About the Instructor
Mya is the Founder & Chief Executive Transformation Officer for Global Equity Forward, an international strategic consulting and advisory practice focused on equity and inclusion. She is a trained sociologist, who brings decades of combined expertise as a cross-cultural trainer, program development and management specialist, non-profit leader, international education and exchange professional, specializing in programming related to Japan and China. She identifies as a black woman who has greatly benefited from and been transformed by various international experiences. Mya’s career is rooted in a passion and commitment to equity in opportunity, respecting diversity, and fostering inclusion in all aspects of social life.

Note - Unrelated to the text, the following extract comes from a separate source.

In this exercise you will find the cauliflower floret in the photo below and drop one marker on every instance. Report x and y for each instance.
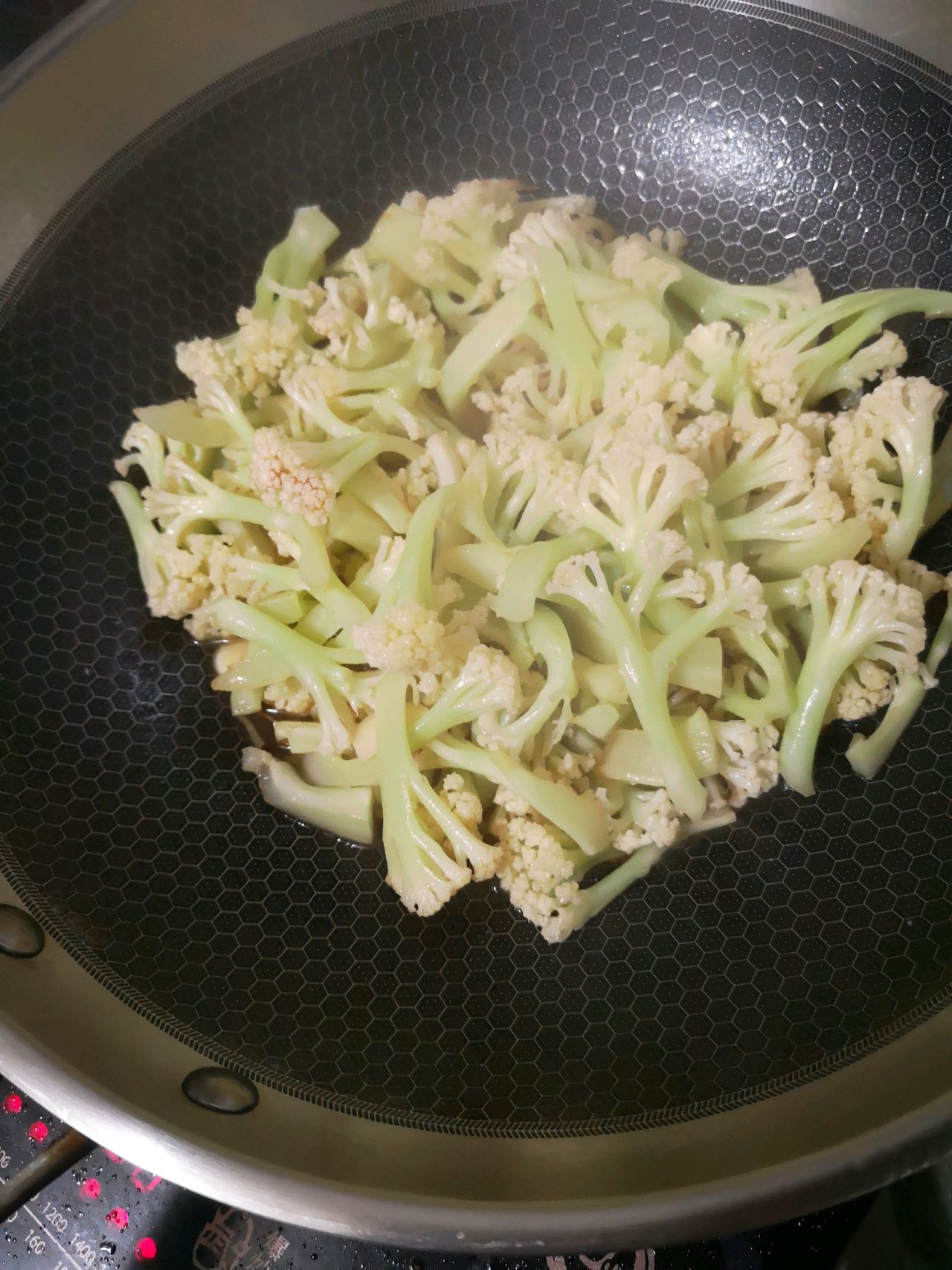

Her teaching and training approach is grounded in sociological principles, with a focus on race and sociological social psychology. At the core of her work is creating spaces for people to ask the hard questions, find their “voice” to engage in these conversations and equips them to be active and critical thinkers who will contribute to the reimagining of societies grounded in principles of equity and inclusion. Mya’s unique international lens and excellence in cross-cultural communication, regularly attracts and engages people from around the world to her transformational learning offerings. Her vision of what the world can be and how we can all do better is informed by her faith in education and the power of people-to-people connections.
Mya is a proud alum of Williams College (B.A. Psychology and Sociology), New York University (M.A., International Education) and the University of Wisconsin-Madison (M.S. and PhD, Sociology).
She lives in Northern Virginia with her fur babies, guinea pigs Ralphie and Magik. In her limited free time (even during the pandemic), she enjoys outdoor walks, watching movies and tv shows on all the streaming platforms, and talking with friends on the phone (yep, old school).